Opinion
No. 2010-06344.
December 21, 2010.
In an action to recover damages for personal injuries, the defendant appeals from an order of the Supreme Court, Nassau County (Brandveen, J.), entered May 25, 2010, which denied her motion for summary judgment dismissing the complaint on the ground that the plaintiff did not sustain a serious injury within the meaning of Insurance Law § 5102 (d).
Eisenberg Kirsch, Liberty, N.Y. (Betsy N. Abraham of counsel), for appellant.
William Pager, Brooklyn, N.Y., for respondent.
Before: Rivera, J.P., Covello, Eng, Leventhal and Austin, JJ.
Ordered that the order is affirmed, with costs.

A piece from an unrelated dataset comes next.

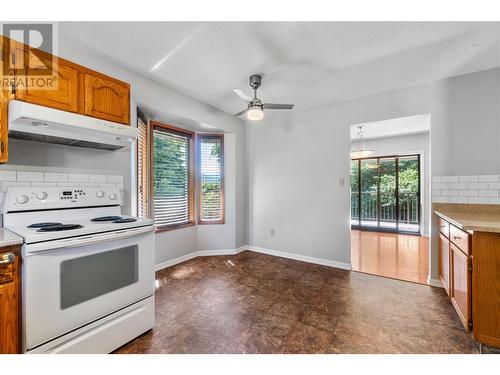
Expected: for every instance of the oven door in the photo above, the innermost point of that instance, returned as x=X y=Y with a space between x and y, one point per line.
x=71 y=282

While we affirm the order appealed from, we do so on a ground other than that relied upon by the Supreme Court. The defendant failed to meet her prima facie burden of establishing that the plaintiff did not sustain a serious injury within the meaning of Insurance Law § 5102 (d) as a result of the subject accident ( see Toure v Avis Rent A Car Sys., 98 NY2d 345; Gaddy v Eyler, 79 NY2d 955, 956-957). In support of her motion, the defendant relied upon, inter alia, the affirmed medical report of Dr. Jerrold M. Gorski, her retained examining orthopedic surgeon. Dr. Gorski examined the plaintiff on August 4, 2009. At that time, Dr. Gorski noted a significant limitation in the range of motion of the plaintiffs cervical spine ( see Kjono v Fenning, 69 AD3d 581; Landman v Sarcona, 63 AD3d 690). Moreover, while Dr. Gorski made certain findings with respect to the range of motion of the plaintiffs left shoulder, he failed to compare all of those findings to what is normal ( see Frasca-Nathans v Nugent, 78 AD3d 651 [2d Dept 2010]; Chiara v Dernago, 70 AD3d 746; Page v Belmonte, 45 AD3d 825, 826).
Since the defendant failed to meet her prima facie burden, it is unnecessary to consider whether the papers submitted by the plaintiff in opposition to the motion were sufficient to raise a triable issue of fact ( see Kjono v Fenning, 69 AD3d at 582; Frasca-Nathans v Nugent, 78 AD3d 651).